Perhaps most significantly impacted by reduced revenues and increased costs to operate were local home-based child care providers, such as Sarah Vosz, who owns and operates Little Chickadees ChildCare in Fredonia.

“As a former Preschool and Kindergarten teacher, I decided to open a home daycare so that I could stay home with my own child while continuing to do what I love,” Vosz said. “I did not have an easy start as the pandemic began just after I received my license.”

According to research from the Chautauqua Child Care Council, 77% of providers had families that removed their children from care from March 17 to June 30. With this dramatic loss of enrollment also came lost revenue which was reported at nearly $220,000, collectively.

“This was challenging for many reasons,” said Sue Marker, Chautauqua Child Care Council director. “Not only were home-based providers losing income, they found that they were ineligible for many Federal and State support opportunities that were offered to small businesses.”

Through a generous grant from the Ralph C. Wilson Jr. Foundation, the Community Foundation received $100,000 in funding to support these small businesses. That funding led to an additional $100,000 grant from Home Grown, a collaboration of national funders committed to strengthen home-based child care practices.

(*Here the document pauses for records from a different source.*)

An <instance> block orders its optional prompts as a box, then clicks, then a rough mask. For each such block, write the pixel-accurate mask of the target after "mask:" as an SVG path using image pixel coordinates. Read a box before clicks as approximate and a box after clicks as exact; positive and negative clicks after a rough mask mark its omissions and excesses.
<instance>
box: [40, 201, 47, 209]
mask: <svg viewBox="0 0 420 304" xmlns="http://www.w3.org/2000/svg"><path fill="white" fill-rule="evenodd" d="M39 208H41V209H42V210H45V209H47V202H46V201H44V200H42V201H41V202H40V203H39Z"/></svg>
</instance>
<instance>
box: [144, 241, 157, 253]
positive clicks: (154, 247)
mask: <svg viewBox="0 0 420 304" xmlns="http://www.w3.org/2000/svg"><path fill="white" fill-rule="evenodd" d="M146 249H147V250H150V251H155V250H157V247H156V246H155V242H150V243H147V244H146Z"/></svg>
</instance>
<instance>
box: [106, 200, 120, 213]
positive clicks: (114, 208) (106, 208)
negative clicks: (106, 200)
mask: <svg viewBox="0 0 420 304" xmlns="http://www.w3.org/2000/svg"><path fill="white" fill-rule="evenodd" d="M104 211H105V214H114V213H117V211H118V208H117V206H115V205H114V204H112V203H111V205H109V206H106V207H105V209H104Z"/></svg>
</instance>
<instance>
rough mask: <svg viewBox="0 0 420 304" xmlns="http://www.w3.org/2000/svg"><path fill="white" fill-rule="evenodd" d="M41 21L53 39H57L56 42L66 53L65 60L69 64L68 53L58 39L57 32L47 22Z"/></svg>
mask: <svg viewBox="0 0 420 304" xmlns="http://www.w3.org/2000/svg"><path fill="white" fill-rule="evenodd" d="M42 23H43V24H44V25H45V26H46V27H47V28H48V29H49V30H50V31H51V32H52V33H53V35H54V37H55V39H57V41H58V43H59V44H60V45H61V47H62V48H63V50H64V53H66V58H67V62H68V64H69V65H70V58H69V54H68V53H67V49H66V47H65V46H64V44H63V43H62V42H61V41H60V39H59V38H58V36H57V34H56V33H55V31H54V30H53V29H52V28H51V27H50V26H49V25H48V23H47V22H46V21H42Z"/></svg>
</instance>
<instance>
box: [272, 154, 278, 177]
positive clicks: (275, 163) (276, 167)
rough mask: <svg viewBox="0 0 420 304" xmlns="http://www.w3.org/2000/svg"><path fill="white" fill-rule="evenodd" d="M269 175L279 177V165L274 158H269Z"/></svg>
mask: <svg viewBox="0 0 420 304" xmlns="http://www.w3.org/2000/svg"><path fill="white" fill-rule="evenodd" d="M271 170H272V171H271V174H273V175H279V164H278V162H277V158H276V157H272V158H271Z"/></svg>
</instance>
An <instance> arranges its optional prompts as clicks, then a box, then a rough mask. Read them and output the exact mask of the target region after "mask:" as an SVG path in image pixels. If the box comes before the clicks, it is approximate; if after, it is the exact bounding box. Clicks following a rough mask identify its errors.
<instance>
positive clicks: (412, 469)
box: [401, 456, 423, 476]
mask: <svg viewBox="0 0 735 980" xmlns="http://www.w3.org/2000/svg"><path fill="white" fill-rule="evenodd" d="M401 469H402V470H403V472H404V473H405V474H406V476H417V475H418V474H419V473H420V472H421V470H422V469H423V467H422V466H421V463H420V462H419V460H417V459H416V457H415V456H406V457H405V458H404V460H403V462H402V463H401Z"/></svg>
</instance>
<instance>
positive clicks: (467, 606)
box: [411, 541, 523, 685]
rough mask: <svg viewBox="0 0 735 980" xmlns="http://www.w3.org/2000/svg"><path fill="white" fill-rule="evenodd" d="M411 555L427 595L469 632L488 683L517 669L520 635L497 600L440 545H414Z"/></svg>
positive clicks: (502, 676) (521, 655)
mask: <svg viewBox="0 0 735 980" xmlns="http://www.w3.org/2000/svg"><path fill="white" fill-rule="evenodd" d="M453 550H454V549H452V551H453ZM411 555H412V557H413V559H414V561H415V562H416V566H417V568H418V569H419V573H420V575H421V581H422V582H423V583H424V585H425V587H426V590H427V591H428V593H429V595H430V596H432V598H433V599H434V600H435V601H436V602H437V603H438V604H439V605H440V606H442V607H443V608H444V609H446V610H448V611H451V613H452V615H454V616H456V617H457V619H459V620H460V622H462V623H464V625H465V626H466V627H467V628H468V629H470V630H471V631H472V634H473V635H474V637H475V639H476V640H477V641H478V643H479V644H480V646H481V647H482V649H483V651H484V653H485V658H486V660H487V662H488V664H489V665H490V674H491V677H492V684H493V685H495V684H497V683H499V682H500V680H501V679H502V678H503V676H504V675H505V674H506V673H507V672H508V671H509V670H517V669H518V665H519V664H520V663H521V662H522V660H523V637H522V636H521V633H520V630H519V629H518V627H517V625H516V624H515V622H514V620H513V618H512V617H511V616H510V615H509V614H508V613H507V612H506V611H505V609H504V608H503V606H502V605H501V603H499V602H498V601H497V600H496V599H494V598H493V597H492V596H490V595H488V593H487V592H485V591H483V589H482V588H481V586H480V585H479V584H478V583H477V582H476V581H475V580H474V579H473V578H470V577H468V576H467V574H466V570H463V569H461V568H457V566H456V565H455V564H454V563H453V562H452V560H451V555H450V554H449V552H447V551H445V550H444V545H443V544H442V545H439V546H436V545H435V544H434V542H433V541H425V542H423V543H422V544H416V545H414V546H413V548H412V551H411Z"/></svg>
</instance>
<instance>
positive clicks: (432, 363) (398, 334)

Working in collaboration with Chautauqua Opportunities, these dollars were distributed to 49 licensed home-based child care providers to help with expenses such as mortgage payments, utilities, insurance, cleaning supplies, equipment to support social distancing and outdoor play.

For Vosz, that meant being able to make several adjustments to her home, in order to expand her nature focused program and keep the children in her care, safe.

“It is imperative to our community that child care centers, home-based providers, preschools and school-aged child care programs remain viable,” Irgang said. “We will continue to support the needs of this sector as we emerge from the COVID crisis, but we recognize that our community’s child care crisis is far from over.”